Jó inaugurou o debate sobre o sofrimento, e o fez a partir de sua própria história. As questões vivenciadas por esse personagem são resultados de debates até hoje, e a causa do sofrimento ainda parece ser particularmente associada à ideia da existência de Deus. Diversas literaturas tanto antigas como modernas apontam para a incompatibilidade de um Deus bom permitir o sofrimento.

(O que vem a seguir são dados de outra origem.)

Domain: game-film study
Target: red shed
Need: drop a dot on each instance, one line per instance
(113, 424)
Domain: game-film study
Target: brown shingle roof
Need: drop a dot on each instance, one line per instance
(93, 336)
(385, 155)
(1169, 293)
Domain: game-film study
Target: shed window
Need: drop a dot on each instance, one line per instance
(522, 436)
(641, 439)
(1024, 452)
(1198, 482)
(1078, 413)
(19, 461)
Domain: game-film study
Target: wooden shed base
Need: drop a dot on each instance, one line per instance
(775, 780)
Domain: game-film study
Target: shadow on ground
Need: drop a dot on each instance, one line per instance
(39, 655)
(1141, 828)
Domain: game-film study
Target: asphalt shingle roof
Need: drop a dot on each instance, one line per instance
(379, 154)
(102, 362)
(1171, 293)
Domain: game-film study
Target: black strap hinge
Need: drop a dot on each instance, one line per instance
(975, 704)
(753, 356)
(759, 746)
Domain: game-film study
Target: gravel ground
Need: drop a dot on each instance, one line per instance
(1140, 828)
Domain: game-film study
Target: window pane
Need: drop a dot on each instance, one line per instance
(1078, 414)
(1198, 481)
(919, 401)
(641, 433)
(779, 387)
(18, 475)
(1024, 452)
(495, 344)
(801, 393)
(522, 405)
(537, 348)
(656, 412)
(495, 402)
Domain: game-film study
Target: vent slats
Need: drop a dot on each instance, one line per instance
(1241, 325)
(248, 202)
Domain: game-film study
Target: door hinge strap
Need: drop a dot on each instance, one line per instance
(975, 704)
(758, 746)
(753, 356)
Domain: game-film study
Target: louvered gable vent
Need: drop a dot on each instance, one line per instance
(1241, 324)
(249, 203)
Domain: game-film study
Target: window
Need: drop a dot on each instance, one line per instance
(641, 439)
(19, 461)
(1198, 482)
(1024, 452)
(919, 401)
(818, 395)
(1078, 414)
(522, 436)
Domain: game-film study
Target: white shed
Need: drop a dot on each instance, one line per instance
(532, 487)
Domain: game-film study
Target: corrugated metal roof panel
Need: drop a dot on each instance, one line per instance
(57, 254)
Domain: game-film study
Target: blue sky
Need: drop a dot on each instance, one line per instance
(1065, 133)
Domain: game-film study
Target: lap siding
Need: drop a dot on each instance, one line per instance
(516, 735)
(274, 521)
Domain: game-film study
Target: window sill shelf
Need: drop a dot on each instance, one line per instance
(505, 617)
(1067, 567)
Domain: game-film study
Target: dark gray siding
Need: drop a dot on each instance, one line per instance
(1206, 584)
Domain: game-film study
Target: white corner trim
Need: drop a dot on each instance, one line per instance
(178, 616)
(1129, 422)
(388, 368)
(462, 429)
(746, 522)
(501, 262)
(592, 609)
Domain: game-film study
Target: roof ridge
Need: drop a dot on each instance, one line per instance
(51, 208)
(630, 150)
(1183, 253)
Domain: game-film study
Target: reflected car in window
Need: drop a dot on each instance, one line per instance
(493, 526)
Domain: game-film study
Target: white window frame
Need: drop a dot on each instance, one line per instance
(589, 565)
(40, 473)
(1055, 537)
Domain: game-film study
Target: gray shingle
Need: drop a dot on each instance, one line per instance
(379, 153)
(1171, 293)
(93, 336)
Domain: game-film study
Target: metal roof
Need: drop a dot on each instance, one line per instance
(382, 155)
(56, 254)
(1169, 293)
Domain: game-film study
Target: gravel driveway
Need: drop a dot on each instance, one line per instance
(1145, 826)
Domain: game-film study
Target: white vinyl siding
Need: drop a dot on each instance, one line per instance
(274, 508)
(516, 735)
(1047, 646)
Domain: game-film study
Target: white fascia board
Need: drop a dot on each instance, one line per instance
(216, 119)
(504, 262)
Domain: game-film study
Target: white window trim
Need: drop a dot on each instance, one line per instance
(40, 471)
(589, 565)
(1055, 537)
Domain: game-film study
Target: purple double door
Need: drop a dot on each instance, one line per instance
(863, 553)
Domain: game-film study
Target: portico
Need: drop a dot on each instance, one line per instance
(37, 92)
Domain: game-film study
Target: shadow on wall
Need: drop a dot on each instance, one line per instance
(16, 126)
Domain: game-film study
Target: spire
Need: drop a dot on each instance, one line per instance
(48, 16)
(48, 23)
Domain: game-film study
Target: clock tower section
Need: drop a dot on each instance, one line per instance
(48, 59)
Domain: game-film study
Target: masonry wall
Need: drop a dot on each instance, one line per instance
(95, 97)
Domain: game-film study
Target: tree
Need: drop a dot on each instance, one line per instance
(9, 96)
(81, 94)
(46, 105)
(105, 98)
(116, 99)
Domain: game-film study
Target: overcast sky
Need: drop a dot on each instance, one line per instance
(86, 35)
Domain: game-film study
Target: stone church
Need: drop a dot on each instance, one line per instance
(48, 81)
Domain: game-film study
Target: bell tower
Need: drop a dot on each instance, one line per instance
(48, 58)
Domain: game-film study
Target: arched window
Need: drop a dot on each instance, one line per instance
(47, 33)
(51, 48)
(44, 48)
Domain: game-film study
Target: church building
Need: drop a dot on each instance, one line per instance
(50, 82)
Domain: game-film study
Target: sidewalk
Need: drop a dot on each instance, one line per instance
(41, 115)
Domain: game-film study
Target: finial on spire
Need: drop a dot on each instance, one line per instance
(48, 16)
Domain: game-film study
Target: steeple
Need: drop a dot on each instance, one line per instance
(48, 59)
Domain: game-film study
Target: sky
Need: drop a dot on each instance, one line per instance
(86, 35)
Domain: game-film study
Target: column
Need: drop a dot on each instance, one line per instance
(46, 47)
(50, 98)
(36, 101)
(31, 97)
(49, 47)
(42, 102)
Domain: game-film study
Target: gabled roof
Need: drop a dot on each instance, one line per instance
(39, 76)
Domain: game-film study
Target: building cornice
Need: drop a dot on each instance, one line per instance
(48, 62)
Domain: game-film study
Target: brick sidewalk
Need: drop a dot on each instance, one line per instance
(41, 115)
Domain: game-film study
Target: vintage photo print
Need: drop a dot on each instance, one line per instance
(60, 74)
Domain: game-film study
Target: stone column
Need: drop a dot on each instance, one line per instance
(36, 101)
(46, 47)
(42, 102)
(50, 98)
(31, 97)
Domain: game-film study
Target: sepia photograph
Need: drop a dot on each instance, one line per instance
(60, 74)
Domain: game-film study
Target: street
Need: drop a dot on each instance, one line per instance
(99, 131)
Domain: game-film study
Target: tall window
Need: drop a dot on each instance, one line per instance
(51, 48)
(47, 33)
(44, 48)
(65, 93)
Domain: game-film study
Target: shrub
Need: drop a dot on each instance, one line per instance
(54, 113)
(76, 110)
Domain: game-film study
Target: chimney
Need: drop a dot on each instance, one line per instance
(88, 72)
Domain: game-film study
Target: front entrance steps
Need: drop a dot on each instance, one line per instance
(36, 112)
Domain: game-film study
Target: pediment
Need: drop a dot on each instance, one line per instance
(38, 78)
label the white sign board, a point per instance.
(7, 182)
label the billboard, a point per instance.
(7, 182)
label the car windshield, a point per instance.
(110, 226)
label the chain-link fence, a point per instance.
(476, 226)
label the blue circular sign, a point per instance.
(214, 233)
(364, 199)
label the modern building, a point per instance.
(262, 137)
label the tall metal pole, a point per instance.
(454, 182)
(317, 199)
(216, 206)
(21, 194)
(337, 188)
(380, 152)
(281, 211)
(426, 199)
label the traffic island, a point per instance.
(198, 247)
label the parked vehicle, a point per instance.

A questão é que Jó inicia o pensamento pelo caminho oposto. Quem pergunta sobre o sofrimento é Deus, e o faz pelo caminho de atestar a verdadeira humanidade. Deus perguntaria: é o possível crer no homem se ele passar pelo sofrimento? A dúvida metódica e retórica de Deus imporiam ao homem a resposta de sua humanidade. Em outras palavras, ser humano é permanecer sofredor e, negar essa instância negaria portanto a própria humanidade.

O texto segue a lógica de Deus lendo a realidade do homem e percebendo com prazer a atitude de Jó em meio às perdas materiais e afetivas e todo o sofrimento que lhe causou, respondendo com uma humanidade profunda:

"O Senhor deu, e o Senhor o tirou"

A teologia de Jó estava portanto alinhada com a teologia divina. O sofrimento tem de ser respondido no viés da existência. Ter não é ser, e muito menos tem haver com a vontade humana, o ter é uma virtude concebida único e exclusivamente por Deus. Enquanto a modernidade declara aos seu ouvintes, “eu tenho, eu existo”. Jó diz: não tenho e continuo existindo!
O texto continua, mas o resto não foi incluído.